O problema enfrentado por Fore e pesquisadores era que ninguém sabia o que era o kuru ou como ele se espalhava. Mas eles sabiam que a morte risonha se tornou uma epidemia, matando até 200 pessoas por ano. Enquanto os pesquisadores pensavam que contaminantes ou genética podem ter causado a doença, o povo Fore pensava que eram os homens que estavam praticando "feitiçaria". Mas foi só no início da década de 1960 que os pesquisadores finalmente conseguiram descobrir.
Semelhante à doença da vaca louca
Em humanos, essa doença era conhecida antes do kuru como Creutzfeldt-Jacob, mas era considerada genética e não transmissível.
Em outros animais mamíferos, também tem análogos.
Sheep Scrapie, a doença relacionada ao kuru, também é causada por um príon. E a encefalopatia espongiforme bovina, mais conhecida como doença da vaca louca, também é causada por essa proteína.
Esta última doença causou uma grande epidemia no Reino Unido no final do século XX.
Mais de dois milhões de vacas tiveram que ser abatidas.
Um total de 177 pessoas morreram por comer carne com o príon.

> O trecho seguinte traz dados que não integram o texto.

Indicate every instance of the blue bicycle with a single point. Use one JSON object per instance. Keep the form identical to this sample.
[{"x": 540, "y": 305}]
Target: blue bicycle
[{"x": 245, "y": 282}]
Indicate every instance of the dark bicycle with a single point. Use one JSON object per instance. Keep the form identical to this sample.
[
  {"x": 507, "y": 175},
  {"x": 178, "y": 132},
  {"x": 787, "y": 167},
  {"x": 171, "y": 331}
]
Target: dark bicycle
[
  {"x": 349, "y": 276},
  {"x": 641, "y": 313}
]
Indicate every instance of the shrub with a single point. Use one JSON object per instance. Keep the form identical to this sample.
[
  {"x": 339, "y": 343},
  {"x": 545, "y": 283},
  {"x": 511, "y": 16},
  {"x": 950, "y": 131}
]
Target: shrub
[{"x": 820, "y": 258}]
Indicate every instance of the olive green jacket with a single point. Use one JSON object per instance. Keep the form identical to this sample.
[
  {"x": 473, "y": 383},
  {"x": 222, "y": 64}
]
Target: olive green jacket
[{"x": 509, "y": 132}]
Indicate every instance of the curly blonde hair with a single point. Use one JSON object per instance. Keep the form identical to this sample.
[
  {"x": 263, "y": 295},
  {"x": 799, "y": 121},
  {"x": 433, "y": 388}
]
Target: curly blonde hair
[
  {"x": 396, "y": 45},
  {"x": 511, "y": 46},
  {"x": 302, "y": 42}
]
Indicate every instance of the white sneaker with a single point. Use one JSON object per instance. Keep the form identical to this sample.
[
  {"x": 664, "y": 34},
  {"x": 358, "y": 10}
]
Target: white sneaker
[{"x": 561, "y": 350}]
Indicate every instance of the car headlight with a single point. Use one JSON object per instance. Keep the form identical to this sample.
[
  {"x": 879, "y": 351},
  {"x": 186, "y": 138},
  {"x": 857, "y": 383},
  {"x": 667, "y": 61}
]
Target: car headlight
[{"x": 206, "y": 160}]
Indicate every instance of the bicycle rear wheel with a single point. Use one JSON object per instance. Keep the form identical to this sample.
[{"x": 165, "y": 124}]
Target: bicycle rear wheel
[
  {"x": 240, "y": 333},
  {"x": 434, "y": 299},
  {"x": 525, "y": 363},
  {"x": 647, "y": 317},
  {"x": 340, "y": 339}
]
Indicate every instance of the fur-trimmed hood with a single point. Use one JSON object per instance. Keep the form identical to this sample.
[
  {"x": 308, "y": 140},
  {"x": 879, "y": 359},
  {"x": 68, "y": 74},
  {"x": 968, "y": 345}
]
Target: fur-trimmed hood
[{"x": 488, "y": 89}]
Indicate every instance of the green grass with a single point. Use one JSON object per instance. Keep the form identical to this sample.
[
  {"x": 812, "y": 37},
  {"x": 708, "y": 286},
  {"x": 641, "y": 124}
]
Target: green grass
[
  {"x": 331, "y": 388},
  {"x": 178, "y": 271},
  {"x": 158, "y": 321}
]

O problema era que os fazendeiros ingleses alimentavam as vacas com farinha de carne feita de restos de outras vacas. E começando com uma carne infectada, centenas de milhares de animais eventualmente contraíram a doença.
Uma repetição grotesca da história. A principal causa de todo o surto da doença das vacas loucas, como com o kuru, foi o canibalismo.
Quando a epidemia de Kuru finalmente terminou
O número de casos de kuru entre os Fore diminuiu gradualmente ao longo dos anos após as descobertas dos pesquisadores. No entanto, os casos não desapareceram imediatamente, já que a doença às vezes demorava décadas para mostrar seus efeitos.
De acordo com Michael Alpers, um pesquisador médico da Curtin University, na Austrália, que estudou a doença, a última vítima do kuru morreu em 2009. E a epidemia foi oficialmente encerrada entre o povo Fore em 2012.
Hoje, os Fore são cerca de 20.000 pessoas, o que é quase o dobro do número de pessoas que estavam por perto durante o auge da epidemia de kuru. Os Fore estão entusiasmados com o crescimento populacional, especialmente porque o número de mulheres e crianças está estável novamente.
Quanto aos pesquisadores, aqueles que trabalharam no experimento com chimpanzés receberam o Prêmio Nobel por suas descobertas. O conhecimento obtido com a pesquisa levou a novos avanços na compreensão de doenças como a doença de Creutzfeldt-Jakob, a encefalopatia espongiforme bovina (ou "doença da vaca louca") e doenças neurodegenerativas como o mal de Alzheimer.
Mais recentemente, os pesquisadores descobriram que, embora o costume passado de Fore de canibalismo funerário tenha levado à tragédia, também resultou em uma adaptação única. Em 2015, os especialistas descobriram que alguns Fore desenvolveram um gene que os protege do kuru e também de outras doenças priônicas, como a vaca louca. E pode até protegê-los de algumas formas de demência.
Embora seja improvável que eles voltem aos horríveis costumes de seus ancestrais, os Fore de hoje podem ser gratos que a consequência não intencional de um ritual de longa data agora oferece uma característica positiva que pode ser a chave para derrotar algumas das condições neurais mais debilitantes da humanidade.